Jean-Pierre Chevènement a parlé d’un budget militaire de plus de quatre cent milliards de dollars. On rejoint là une deuxième composante de l’identité américaine sur laquelle on a peu écrit en France mais qu’un très bon auteur, Anatol Lieven (qui a été cité), a exploré, c’est le militarisme américain, la confiance dans les armes, une sorte de super-confiance dans ce qu’on peut accomplir avec les armes. Le militarisme américain relève aussi de l’identité culturelle qui va de Hollywood aux play stations. Cette héroïsation, cette connotation positive de la force est un élément de la culture américaine. Les néo-conservateurs vont vendre très largement l’idée qu’on peut, par la force militaire, exporter la démocratie jeffersonienne sur les bords du Tigre.

Evidemment, le contact avec la réalité a été assez brutal, pour les Irakiens surtout, mais aussi pour les Américains. Dès l’élection de 2004, les néo-conservateurs ont quitté le devant de l’estrade et sont passés sous la table. Ils ont commencé à perdre considérablement de leur influence au profit de tous les gens qu’ils accusaient de pratiquer une sorte de réalisme diplomatique étroit en politique étrangère, c’est-à-dire l’équipe qui, grosso modo, entourait le père de l’actuel président. Ce sont eux qu’on voit revenir, non seulement Jim Baker, mais aussi Robert Gates, un des protégés du principal conseiller stratégique du Président, Brent Scowcroft, au Pentagone.

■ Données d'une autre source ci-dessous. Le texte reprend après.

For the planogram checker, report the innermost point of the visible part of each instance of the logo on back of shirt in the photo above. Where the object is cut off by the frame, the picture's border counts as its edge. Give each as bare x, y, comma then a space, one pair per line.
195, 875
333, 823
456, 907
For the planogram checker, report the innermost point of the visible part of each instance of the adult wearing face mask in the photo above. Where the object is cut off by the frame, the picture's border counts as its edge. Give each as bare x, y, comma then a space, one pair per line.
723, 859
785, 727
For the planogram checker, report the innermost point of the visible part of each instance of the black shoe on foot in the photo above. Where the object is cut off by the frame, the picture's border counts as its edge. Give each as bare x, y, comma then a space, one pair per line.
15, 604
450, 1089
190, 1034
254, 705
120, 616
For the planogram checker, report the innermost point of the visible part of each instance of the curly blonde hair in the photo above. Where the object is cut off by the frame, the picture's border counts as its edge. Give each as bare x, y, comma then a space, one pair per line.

Le discours néo-conservateur est toujours présent. Le « Discours sur l’état de l’Union » que prononce Bush au lendemain de sa réélection, en 2004 est empreint de la rhétorique néo-conservatrice sur la confiance dans le pouvoir transformateur de la liberté. Mais il en a pris un sacré coup – en même temps que les Irakiens prenaient des coups.

Les élections de 2006 sanctionnent largement l’échec de ce moment de la diplomatie américaine façonné par l’idéologie néo-conservatrice. Elles sonnent une sorte de réveil à la réalité proche orientale, assez brutal, dans les milieux dirigeants américains, en tout cas autour du Président. Et on voit bien que la façon dont la guerre a été conduite était en contradiction avec les termes mêmes de la proposition : exporter la démocratie par la force. On voit non seulement Abou Ghraïb et Guantanamo mais ce qui a précédé : une guerre qui a essentiellement coûté des vies de civils irakiens. Les bombardements, le « tout aérien », faisaient partie de cette super-confiance des Etats-Unis au déclenchement de la guerre d’Irak, dans ce qu’ils pouvaient accomplir avec la force militaire.

2004 marque la sortie de ce moment néo-conservateur de la diplomatie américaine et un tournant vers un moment beaucoup plus réaliste, avec d’autres hommes, d’autres influences. Il est très difficile de savoir si les recommandations de la Commission Baker-Hamilton seront suivies d’effet. Elle ne fera pas de miracles, on sait grosso modo ce qu’elle va dire, elle va préconiser un retrait ordonné des 140 000 soldats américains d’Irak, peut-être avec des dates butoirs pour les autorités irakiennes. On sait qu’elle va recommander aux Etats-Unis de nouer un dialogue sur la question irakienne avec la Syrie, avec l’Iran, qui exercent incontestablement une influence sur le pouvoir irakien. On ne sait pas du tout ce que le Président en fera, ni si cela lui permettra de sauver la face d’ici la fin de son mandat.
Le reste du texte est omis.